Naturally, clicking on suspicious links and visiting websites that likely house malware is an unsafe practice, and only a few members of the CERT team had been set up with a standalone laptop running a virtual machine and a VPN connection. Other team members worked from their corporate machines. In reality though, even the security engineers with “dirty network access” were inconsistent in leveraging the option. Resetting virtual machines after each use was too cumbersome and time consuming. And when response time is critical and investigators are juggling multiple competing priorities, they often opted to bypass the recommended VPN-based connection and used their regular laptops and browsers to get the answers quickly.
Investigating without risk or fear of retribution
Silo for Research provides a cloud-based online research platform that executes all web code in a secure, isolated environment, without exposing the investigator’s devices to any harmful content. It delivers the same seamless experience as when using an everyday commercial browser, but with full protection, isolation and policy controls — for truly secure and anonymous investigations. In addition to isolation, Silo for Research serves as a robust research platform. It manages and anonymizes identity; provides access to an integrated suite of collection and analysis tools; and enables easy and secure access across the surface, deep and dark web.
Since introducing Silo for Research, the company’s CERT team has been using it daily.
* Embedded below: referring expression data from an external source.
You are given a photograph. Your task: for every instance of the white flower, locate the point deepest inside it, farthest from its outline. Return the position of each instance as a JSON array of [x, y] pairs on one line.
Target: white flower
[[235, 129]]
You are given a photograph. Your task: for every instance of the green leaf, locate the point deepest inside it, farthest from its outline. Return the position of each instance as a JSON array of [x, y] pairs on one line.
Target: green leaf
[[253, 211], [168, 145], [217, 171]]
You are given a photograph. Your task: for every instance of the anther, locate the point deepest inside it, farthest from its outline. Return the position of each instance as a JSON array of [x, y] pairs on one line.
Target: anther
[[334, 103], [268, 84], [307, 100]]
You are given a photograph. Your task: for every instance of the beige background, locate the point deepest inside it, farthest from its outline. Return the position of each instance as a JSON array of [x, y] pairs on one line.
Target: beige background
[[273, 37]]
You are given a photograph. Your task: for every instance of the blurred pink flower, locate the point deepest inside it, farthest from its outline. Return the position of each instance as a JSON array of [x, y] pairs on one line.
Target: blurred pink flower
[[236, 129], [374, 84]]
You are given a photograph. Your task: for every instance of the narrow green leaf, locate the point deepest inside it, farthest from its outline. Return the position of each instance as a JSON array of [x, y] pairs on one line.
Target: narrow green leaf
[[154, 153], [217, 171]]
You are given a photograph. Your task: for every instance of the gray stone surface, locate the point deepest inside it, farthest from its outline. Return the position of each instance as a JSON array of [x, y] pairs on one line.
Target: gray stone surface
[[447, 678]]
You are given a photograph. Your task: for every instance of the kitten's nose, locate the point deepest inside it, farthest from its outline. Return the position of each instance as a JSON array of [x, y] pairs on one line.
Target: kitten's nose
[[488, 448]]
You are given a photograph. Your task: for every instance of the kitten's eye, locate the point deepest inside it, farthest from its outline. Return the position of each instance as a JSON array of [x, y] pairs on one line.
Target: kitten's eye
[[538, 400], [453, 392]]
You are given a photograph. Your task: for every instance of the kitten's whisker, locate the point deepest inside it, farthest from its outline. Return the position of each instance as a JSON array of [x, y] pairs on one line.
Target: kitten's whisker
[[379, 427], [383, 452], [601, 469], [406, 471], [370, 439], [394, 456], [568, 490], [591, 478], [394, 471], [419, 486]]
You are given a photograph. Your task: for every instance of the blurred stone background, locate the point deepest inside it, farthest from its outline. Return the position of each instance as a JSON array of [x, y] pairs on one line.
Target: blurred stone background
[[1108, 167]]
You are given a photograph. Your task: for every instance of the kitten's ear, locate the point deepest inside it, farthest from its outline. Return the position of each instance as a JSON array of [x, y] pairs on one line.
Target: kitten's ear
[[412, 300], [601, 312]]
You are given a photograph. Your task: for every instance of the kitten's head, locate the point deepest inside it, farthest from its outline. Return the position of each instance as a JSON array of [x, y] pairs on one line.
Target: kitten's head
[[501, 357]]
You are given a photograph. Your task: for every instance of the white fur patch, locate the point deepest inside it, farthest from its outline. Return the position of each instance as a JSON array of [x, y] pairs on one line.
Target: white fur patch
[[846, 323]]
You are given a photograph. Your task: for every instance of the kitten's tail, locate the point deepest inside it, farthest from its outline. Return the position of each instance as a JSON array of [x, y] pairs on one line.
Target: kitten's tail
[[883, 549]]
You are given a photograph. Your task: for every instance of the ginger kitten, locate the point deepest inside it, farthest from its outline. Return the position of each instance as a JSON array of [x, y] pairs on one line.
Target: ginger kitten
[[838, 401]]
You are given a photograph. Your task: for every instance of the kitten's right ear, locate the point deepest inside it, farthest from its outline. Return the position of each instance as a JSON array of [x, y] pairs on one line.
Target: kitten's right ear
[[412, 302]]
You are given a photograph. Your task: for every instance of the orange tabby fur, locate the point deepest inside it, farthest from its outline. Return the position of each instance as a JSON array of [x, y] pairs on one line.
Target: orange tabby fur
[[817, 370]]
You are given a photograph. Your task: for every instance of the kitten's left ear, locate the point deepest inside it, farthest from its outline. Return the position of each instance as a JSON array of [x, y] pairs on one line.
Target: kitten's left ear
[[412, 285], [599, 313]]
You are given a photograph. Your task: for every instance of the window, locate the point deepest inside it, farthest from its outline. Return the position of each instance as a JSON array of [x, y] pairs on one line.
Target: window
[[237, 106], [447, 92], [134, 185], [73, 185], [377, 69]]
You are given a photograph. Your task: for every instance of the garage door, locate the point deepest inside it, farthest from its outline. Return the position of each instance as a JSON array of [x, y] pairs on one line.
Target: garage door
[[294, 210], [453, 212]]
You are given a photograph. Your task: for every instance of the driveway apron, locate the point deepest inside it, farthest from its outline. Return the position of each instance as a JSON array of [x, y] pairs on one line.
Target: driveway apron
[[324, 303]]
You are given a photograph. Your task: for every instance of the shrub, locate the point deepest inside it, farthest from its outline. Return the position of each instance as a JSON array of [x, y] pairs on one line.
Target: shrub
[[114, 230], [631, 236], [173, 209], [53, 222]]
When a potential issue is flagged, investigators can quickly perform all necessary steps to get more information, run the threat through intel tools, take screenshots, and attach them to an incident ticket for faster resolution.
Silo for Research is also rapidly gaining traction among their product security teams who investigate potential platform abuse (e.g., credential stuffing & account takeover ), follow up on customer care team complaints, and look into illegal activity and inappropriate content. For them, the most important attribute of Silo is anonymity – being able to disguise their true identity and spoof their location and language settings allows researchers to get closer to perpetrators from around the world, without fear of retaliation or alerting their targets that they are being investigated.
In the near future, the company plans to expand the use of Silo for Research to their legal team, as the means for researching potential copyright and other violations. The CERT team also plans to broaden their use of the tool, adding Dark Web research to their portfolio to help get ahead of bad actors and keep their promise to customers of providing the most advanced, intelligent, and complete security for all their content.